Die Wahrheit über Afghanistan: Junge Menschen berichten über die Situation in ihrem Land.

Die meisten Parlamentarier von CDU, FDP und SPD würdigten ihn keines Blickes. Dabei war der Afghane Said Mahmoud tausende Kilometer gereist, um bei der Abstimmung über die Verlängerung des Afghanistankriegs im Bundestag anwesend zu sein. Als die Deutschen über die Zukunft seines Landes sprachen, erhob er sich schweigend auf der Besuchertribüne des Parlaments. Doch kaum jemand schenkte ihm Aufmerksamkeit.

Said Mahmoud ist Sprecher der Afghanischen Solidaritätspartei, einer jungen Partei, die die herrschende Politik am Hindukusch bekämpft. Auf Einladung der Fraktion DIE LINKE weilte er Ende Januar einige Tage in Deutschland. »Im afghanischen Parlament werden die Interessen des einfachen Volkes nicht vertreten«, sagt er. Dort und in der Regierung säßen vor allem Warlords, Taliban und Kriegsverbrecher. Ihre Herrschaft stütze auch die Bundeswehr. Nun ein weiteres Jahr.

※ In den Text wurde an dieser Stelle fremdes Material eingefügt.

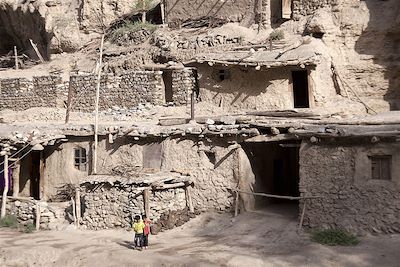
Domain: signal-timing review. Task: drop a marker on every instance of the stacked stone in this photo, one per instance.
(307, 7)
(16, 94)
(128, 90)
(51, 216)
(45, 88)
(114, 206)
(207, 41)
(183, 83)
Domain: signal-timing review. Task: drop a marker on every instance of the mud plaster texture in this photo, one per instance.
(350, 198)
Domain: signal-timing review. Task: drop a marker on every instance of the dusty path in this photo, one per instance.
(254, 239)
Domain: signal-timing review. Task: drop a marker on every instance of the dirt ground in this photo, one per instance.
(263, 238)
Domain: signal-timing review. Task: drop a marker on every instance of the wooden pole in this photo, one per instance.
(16, 173)
(73, 210)
(189, 198)
(78, 205)
(38, 216)
(302, 214)
(162, 7)
(237, 203)
(146, 200)
(16, 57)
(192, 99)
(96, 120)
(5, 191)
(37, 51)
(69, 102)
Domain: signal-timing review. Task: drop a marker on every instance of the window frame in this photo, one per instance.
(376, 162)
(80, 159)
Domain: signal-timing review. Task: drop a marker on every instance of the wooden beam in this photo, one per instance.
(37, 51)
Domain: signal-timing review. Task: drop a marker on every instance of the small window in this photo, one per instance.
(80, 159)
(381, 167)
(221, 74)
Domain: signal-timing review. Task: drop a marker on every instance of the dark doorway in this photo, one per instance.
(276, 168)
(167, 78)
(29, 179)
(300, 89)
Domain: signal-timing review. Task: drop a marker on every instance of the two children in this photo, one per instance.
(142, 231)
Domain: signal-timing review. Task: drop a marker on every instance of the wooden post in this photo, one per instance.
(237, 203)
(37, 215)
(96, 120)
(5, 191)
(189, 198)
(144, 11)
(78, 205)
(16, 57)
(73, 210)
(162, 7)
(146, 200)
(69, 102)
(302, 214)
(192, 99)
(16, 172)
(37, 51)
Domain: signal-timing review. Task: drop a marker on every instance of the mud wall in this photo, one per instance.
(211, 178)
(245, 88)
(350, 198)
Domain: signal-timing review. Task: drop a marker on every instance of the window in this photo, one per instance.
(221, 75)
(80, 159)
(300, 89)
(381, 167)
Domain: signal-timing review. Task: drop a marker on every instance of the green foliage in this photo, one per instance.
(144, 5)
(9, 221)
(277, 35)
(29, 228)
(131, 27)
(334, 237)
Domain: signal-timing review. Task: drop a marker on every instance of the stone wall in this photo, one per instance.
(307, 7)
(341, 175)
(128, 90)
(114, 206)
(21, 94)
(52, 215)
(183, 83)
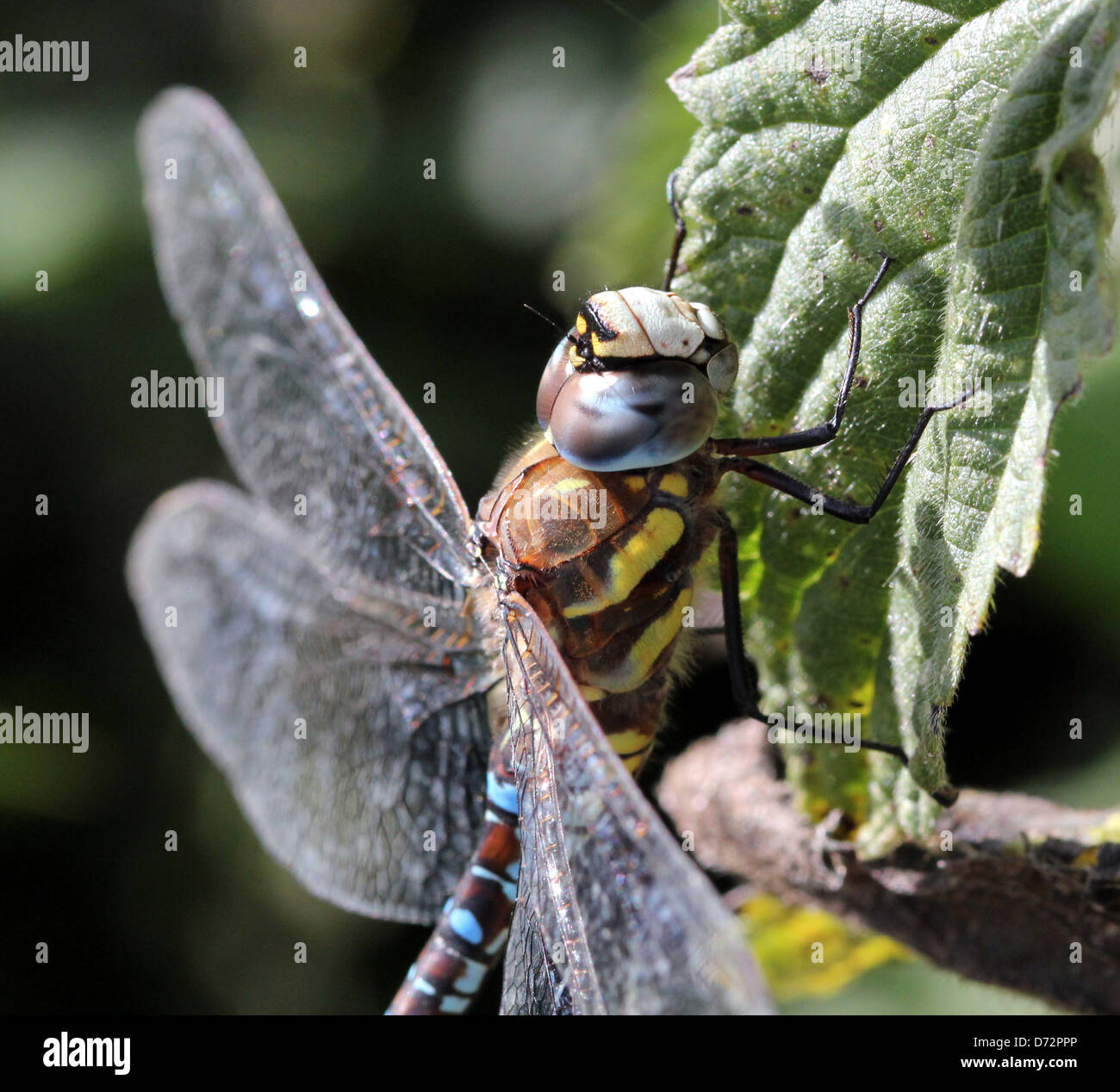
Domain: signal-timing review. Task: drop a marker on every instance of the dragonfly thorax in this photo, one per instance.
(634, 383)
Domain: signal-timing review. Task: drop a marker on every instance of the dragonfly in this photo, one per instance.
(428, 717)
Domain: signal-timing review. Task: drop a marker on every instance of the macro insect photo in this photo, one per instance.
(594, 509)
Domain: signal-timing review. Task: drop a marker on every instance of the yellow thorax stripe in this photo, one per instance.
(635, 669)
(657, 533)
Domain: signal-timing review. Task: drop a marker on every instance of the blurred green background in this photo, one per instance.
(538, 170)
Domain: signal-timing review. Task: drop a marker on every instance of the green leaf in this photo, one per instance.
(955, 138)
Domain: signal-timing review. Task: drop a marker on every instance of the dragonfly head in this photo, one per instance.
(635, 382)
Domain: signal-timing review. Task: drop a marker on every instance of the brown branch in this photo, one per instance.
(1019, 887)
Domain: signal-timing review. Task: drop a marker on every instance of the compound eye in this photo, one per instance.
(632, 418)
(723, 369)
(556, 372)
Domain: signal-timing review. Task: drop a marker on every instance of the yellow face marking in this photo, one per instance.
(635, 669)
(657, 534)
(675, 484)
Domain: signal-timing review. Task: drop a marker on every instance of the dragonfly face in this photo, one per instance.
(333, 636)
(634, 382)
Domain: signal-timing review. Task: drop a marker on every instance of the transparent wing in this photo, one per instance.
(307, 411)
(611, 914)
(355, 736)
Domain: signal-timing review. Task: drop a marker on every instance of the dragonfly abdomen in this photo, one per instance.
(474, 925)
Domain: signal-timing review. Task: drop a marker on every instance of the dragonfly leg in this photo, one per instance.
(843, 510)
(744, 673)
(680, 233)
(470, 934)
(820, 433)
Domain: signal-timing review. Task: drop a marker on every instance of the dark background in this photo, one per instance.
(538, 170)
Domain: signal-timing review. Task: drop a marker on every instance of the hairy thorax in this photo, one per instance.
(606, 559)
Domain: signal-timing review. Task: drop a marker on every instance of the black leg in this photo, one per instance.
(681, 230)
(843, 510)
(744, 673)
(821, 433)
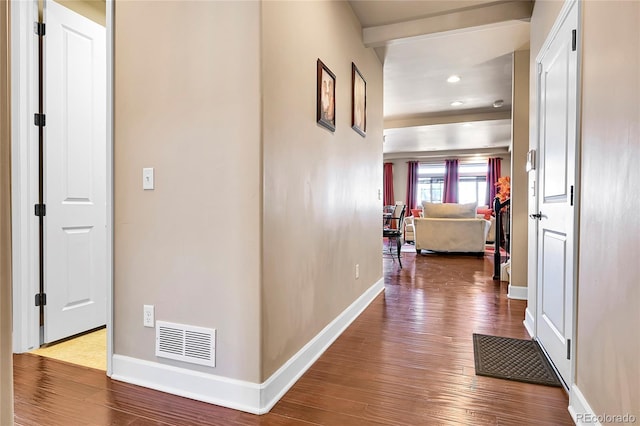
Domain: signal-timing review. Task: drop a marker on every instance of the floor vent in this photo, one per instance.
(187, 343)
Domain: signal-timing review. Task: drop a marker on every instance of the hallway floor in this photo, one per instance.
(407, 360)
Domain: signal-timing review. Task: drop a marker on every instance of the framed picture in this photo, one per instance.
(358, 101)
(326, 102)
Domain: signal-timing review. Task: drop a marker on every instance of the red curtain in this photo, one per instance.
(493, 174)
(387, 182)
(450, 181)
(412, 184)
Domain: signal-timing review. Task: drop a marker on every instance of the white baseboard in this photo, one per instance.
(529, 322)
(517, 292)
(238, 394)
(579, 408)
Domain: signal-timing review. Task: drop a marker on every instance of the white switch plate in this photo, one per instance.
(147, 178)
(148, 319)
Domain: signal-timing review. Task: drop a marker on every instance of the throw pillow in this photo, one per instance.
(449, 210)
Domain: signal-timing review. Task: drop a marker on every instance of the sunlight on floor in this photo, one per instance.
(89, 350)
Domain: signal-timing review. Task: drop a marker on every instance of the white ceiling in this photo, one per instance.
(421, 43)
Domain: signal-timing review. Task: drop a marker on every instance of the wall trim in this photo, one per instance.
(580, 410)
(24, 173)
(529, 322)
(518, 292)
(238, 394)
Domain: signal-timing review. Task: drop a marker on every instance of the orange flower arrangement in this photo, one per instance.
(504, 188)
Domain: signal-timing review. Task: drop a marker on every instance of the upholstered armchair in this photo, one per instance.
(448, 227)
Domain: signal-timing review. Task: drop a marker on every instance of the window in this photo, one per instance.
(472, 185)
(430, 183)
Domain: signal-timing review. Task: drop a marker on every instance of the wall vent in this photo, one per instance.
(195, 345)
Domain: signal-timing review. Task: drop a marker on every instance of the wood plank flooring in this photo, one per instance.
(407, 360)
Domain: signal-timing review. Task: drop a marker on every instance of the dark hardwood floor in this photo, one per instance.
(407, 360)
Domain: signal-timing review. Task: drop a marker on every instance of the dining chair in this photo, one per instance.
(394, 230)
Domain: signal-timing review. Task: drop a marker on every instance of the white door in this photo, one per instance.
(557, 144)
(75, 173)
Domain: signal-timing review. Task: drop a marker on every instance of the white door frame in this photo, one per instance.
(562, 16)
(24, 185)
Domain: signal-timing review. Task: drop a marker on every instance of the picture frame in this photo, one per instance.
(358, 101)
(326, 97)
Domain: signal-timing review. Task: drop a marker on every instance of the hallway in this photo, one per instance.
(407, 360)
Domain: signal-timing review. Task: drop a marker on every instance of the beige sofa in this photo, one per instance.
(448, 227)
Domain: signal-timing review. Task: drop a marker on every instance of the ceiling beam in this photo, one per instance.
(459, 21)
(502, 152)
(430, 120)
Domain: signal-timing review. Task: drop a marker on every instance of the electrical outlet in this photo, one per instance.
(148, 319)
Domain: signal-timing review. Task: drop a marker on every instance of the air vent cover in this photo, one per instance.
(187, 343)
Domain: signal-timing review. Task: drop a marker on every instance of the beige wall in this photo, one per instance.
(608, 372)
(6, 370)
(187, 102)
(608, 342)
(519, 179)
(92, 9)
(321, 207)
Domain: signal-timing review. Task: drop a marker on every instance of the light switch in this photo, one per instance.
(147, 178)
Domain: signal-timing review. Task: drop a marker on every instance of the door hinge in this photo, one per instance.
(571, 195)
(39, 28)
(40, 210)
(41, 299)
(39, 119)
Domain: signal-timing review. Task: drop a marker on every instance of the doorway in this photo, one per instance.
(77, 175)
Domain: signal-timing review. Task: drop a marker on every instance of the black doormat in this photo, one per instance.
(512, 359)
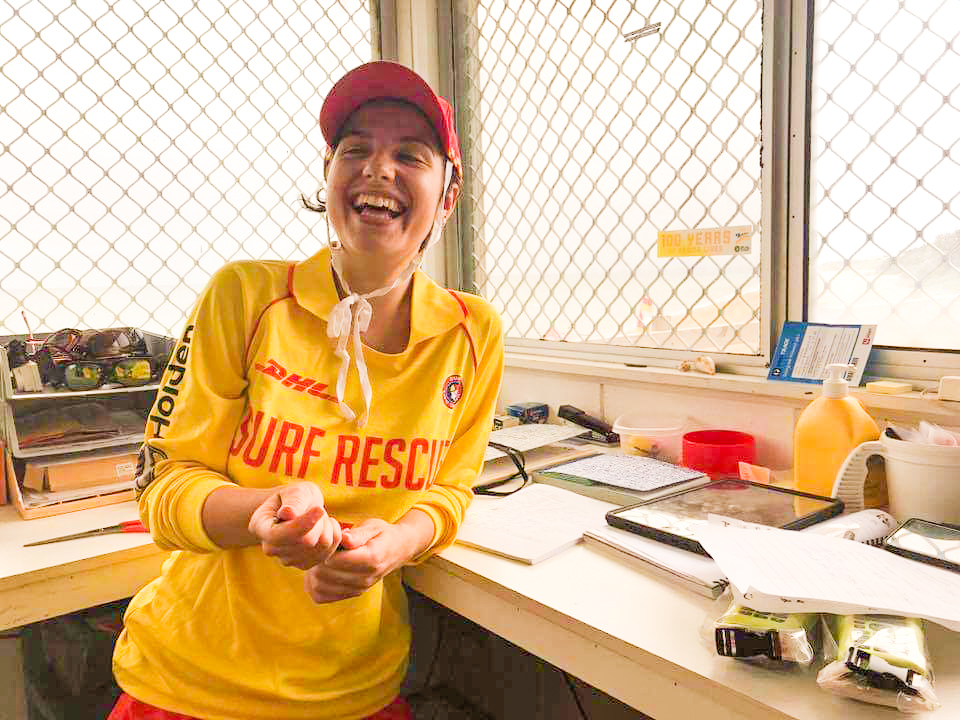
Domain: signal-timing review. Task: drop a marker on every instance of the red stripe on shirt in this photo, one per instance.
(256, 325)
(473, 346)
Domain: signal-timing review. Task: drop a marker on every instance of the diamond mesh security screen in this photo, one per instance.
(586, 132)
(886, 197)
(146, 143)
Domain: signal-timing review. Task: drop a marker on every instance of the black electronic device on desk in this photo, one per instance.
(674, 518)
(928, 542)
(599, 430)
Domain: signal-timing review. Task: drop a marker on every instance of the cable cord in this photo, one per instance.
(576, 695)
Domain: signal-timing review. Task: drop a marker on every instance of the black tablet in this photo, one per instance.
(673, 519)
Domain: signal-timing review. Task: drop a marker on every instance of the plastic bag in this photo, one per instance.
(742, 632)
(880, 659)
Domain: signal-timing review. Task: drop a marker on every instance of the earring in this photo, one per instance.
(332, 240)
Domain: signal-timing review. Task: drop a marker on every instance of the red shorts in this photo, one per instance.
(128, 708)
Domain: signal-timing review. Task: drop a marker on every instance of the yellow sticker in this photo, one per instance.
(704, 241)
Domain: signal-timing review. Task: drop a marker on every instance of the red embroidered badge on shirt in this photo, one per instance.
(452, 390)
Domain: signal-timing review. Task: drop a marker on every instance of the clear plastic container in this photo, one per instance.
(656, 437)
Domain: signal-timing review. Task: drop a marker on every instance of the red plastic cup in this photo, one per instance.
(718, 452)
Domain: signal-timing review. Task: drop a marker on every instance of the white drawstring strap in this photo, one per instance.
(351, 316)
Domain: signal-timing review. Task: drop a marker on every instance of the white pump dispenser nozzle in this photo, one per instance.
(835, 384)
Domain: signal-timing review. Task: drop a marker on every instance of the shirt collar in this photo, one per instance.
(435, 309)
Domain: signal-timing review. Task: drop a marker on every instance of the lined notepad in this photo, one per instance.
(532, 524)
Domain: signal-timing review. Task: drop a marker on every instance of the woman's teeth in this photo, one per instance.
(377, 203)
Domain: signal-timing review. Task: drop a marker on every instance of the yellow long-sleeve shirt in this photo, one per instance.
(247, 398)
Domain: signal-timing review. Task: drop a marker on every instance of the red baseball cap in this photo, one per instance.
(382, 80)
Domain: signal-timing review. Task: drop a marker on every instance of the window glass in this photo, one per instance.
(588, 128)
(149, 143)
(885, 195)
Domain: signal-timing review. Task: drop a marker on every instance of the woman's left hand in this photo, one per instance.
(370, 550)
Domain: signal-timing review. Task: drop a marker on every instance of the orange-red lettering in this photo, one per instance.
(308, 451)
(421, 445)
(368, 461)
(264, 444)
(385, 480)
(273, 369)
(242, 433)
(345, 459)
(286, 448)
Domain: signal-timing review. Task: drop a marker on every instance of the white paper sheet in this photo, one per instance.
(806, 572)
(532, 524)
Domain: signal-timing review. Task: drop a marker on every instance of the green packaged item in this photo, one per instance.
(881, 659)
(742, 632)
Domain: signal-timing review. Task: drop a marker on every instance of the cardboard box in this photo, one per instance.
(74, 471)
(90, 499)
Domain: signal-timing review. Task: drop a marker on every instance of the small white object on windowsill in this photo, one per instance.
(702, 364)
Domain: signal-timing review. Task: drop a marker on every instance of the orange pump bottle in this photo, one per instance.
(827, 431)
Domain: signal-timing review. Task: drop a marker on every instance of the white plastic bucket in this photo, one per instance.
(923, 481)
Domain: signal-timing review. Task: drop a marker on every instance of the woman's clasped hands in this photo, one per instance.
(294, 527)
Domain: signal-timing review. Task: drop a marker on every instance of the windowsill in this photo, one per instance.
(723, 382)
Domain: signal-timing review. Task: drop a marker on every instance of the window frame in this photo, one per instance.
(786, 89)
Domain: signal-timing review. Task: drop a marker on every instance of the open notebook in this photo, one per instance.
(703, 575)
(531, 525)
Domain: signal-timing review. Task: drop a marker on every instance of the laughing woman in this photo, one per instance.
(319, 426)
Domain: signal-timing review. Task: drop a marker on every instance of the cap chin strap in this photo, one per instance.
(351, 316)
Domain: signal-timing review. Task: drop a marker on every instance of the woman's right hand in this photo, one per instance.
(293, 526)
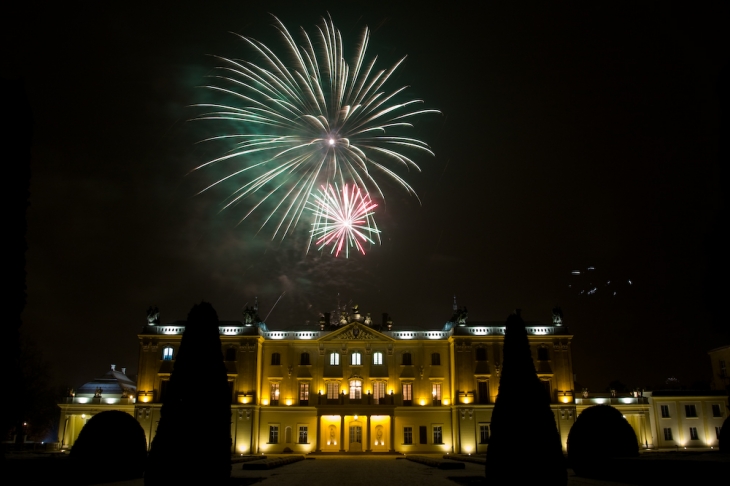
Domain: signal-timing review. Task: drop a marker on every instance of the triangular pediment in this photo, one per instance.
(356, 332)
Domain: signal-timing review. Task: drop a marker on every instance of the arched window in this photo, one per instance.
(355, 389)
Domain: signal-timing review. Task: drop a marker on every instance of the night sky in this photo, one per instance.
(568, 139)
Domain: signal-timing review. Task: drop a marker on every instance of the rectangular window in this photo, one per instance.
(408, 435)
(483, 391)
(423, 433)
(355, 389)
(407, 393)
(437, 436)
(716, 412)
(274, 393)
(378, 391)
(304, 394)
(273, 434)
(436, 393)
(484, 433)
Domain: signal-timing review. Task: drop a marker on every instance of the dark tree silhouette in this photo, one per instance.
(725, 437)
(524, 447)
(17, 138)
(193, 437)
(111, 447)
(34, 410)
(600, 433)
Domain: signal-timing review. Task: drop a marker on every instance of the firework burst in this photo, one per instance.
(342, 219)
(311, 121)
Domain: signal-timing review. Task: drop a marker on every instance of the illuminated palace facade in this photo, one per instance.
(356, 386)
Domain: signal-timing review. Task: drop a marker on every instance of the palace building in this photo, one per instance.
(355, 385)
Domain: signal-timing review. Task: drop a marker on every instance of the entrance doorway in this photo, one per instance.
(355, 438)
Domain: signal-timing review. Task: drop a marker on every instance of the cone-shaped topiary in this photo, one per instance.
(524, 447)
(111, 447)
(725, 437)
(599, 434)
(187, 446)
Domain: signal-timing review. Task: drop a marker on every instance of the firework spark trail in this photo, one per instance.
(310, 123)
(343, 219)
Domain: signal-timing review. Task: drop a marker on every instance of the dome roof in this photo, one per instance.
(112, 384)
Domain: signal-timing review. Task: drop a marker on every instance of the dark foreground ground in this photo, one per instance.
(654, 468)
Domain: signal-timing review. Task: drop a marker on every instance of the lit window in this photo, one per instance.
(483, 391)
(716, 412)
(274, 393)
(665, 411)
(355, 389)
(436, 393)
(437, 437)
(304, 394)
(408, 435)
(273, 434)
(484, 434)
(407, 393)
(378, 391)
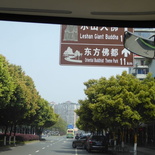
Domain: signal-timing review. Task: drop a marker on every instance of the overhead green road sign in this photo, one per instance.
(138, 45)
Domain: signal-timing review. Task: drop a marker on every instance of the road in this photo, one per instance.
(54, 145)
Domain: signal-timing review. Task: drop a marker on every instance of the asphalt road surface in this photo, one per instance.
(54, 145)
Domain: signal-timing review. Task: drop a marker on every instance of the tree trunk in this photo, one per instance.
(135, 142)
(14, 136)
(122, 138)
(10, 135)
(6, 128)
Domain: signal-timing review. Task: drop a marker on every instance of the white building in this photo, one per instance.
(66, 111)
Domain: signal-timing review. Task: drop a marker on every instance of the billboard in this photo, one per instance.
(138, 45)
(94, 46)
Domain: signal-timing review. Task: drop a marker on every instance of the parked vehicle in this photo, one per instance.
(97, 142)
(80, 142)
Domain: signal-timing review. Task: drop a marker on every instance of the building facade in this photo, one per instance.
(66, 112)
(143, 65)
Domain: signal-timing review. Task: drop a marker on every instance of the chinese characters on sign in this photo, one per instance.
(95, 46)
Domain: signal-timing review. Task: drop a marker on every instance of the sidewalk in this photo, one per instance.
(128, 150)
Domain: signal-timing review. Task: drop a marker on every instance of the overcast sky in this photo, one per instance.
(36, 48)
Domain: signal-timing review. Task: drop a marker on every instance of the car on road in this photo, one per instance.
(80, 142)
(97, 142)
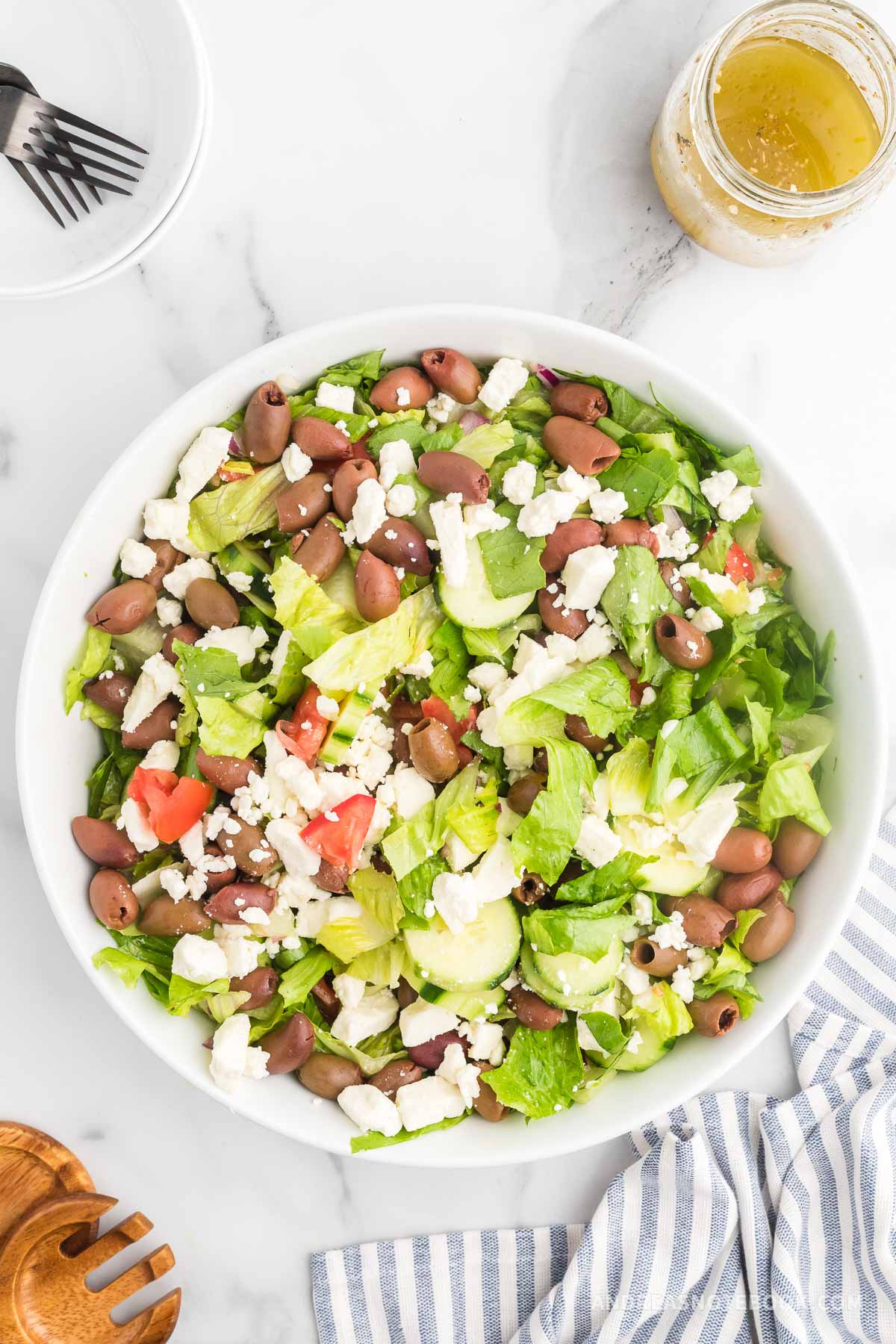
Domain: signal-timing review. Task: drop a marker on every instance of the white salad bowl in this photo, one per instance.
(54, 765)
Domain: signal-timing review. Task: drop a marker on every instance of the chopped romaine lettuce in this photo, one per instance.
(237, 510)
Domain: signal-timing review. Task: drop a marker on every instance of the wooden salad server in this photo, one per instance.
(49, 1216)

Er und seine Mitstreiter leben gefährlich, seit sie sich für ein neues, ein anderes Afghanistan engagieren. Für Präsident Karzai sind sie bedrohlich, weil sie Demokratie fordern. Von den Taliban werden sie verfolgt, weil sie sich für die Rechte von Frauen einsetzen. »Ich weiß, dass ich sterben kann«, sagt Said Mahmoud. Aber die Hoffnung darauf, dass es seinem Land irgendwann besser gehe, lasse ihn das ertragen.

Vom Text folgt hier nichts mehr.